Magnetische Nanopartikel können darüber hinaus die Bildgebung bei der Magnetresonanztomografie (MRT) verbessern. MRT basiert auf der magnetischen Anregung der sich im Körper befindenden Wasserstoffatome. Dies funktioniert, weil die Wasserstoffkerne (Protonen) aufgrund ihres Spins selbst ein magnetisches Moment haben. Für ein MRT werden ein sehr starkes konstantes Magnetfeld sowie überlagerte kleinere gepulste Magnetfelder benötigt. Die Bildgebung basiert auf Effekten, die mit der sogenannten Relaxation der Protonenspins nach der Anregung zu tun haben. Magnetische Nanopartikel beeinflussen das lokale Magnetfeld, in dem sich die Protonen befinden, und damit deren Relaxationen. Das kann die Kontraste im Signal des MRT deutlich verstärken.

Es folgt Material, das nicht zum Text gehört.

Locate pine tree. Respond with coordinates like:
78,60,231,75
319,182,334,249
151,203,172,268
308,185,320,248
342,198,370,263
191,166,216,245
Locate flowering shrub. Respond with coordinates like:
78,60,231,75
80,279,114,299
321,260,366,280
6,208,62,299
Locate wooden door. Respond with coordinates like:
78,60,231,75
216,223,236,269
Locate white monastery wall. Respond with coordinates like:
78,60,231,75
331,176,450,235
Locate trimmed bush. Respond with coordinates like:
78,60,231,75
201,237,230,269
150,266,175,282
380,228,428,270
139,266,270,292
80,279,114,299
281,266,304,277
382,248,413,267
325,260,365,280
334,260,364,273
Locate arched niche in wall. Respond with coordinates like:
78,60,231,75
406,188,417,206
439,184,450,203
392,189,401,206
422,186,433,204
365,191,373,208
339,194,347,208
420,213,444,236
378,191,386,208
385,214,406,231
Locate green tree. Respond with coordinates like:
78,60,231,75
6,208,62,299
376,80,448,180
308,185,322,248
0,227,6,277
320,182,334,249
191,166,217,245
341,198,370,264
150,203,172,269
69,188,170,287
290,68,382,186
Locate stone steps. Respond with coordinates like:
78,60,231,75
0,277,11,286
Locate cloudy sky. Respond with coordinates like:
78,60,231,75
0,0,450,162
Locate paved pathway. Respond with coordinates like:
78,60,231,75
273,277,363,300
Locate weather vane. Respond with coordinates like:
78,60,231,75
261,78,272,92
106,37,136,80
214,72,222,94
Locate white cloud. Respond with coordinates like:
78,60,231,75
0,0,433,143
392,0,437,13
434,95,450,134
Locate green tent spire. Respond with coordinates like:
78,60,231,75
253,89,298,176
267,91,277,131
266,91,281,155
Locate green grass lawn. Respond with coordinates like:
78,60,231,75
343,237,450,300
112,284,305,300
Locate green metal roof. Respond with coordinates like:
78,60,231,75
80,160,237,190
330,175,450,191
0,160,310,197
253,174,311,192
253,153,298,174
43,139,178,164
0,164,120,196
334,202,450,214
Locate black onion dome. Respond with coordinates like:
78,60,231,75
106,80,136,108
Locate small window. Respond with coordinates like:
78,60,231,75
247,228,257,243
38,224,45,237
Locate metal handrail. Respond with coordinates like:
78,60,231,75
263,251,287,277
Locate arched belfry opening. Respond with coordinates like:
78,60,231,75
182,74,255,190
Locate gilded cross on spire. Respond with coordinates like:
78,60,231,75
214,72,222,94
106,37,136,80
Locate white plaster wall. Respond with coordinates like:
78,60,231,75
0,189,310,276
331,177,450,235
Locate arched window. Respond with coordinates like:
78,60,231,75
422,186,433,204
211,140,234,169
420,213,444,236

Künstliches Fieber zur Krebsbekämpfung
Bei der Hyperthermie wird Gewebe auf Temperaturen von über 40 °C erwärmt. Es bietet eine vielversprechende Ergänzung zu den Standardtherapieformen. Dabei wird in den betroffenen Zellen entweder idealerweise direkt der programmierte Zelltod aktiviert oder die Empfindlichkeit für andere Therapien gesteigert. Im simultanen Einsatz mit einer Chemo- oder Strahlentherapie werden so nicht nur die Erfolgsaussichten der Behandlung verbessert, sondern auch die Nebenwirkungen der verwendeten Therapie verringert. In der medizinischen Anwendung gibt es unterschiedliche Verfahren: Bei der Ganzkörperhyperthermie wird der gesamte Körper erwärmt, um bereits gestreute Krebserkrankungen im gesamten Körper simultan zu behandeln. Dieses Verfahren belastet den Organismus enorm. Patient:innen befinden sich unter Vollnarkose oder tiefer Betäubung und müssen intensivmedizinisch überwacht werden, während ihr Körper einer Art künstlichem Fieber ausgesetzt wird. Mit der lokalen Oberflächenhyperthermie lässt sich Gewebe durch äußere Bestrahlung mit Ultraschall oder Mikrowellen erwärmen, etwa bei oberflächlichen Metastasen oder dicht unter der Oberfläche liegenden Tumoren. Bei der interstitiellen Hyperthermie werden die Wärmequellen in Körperöffnungen direkt am Tumor angebracht, um eine punktuelle Übererwärmung zu erreichen.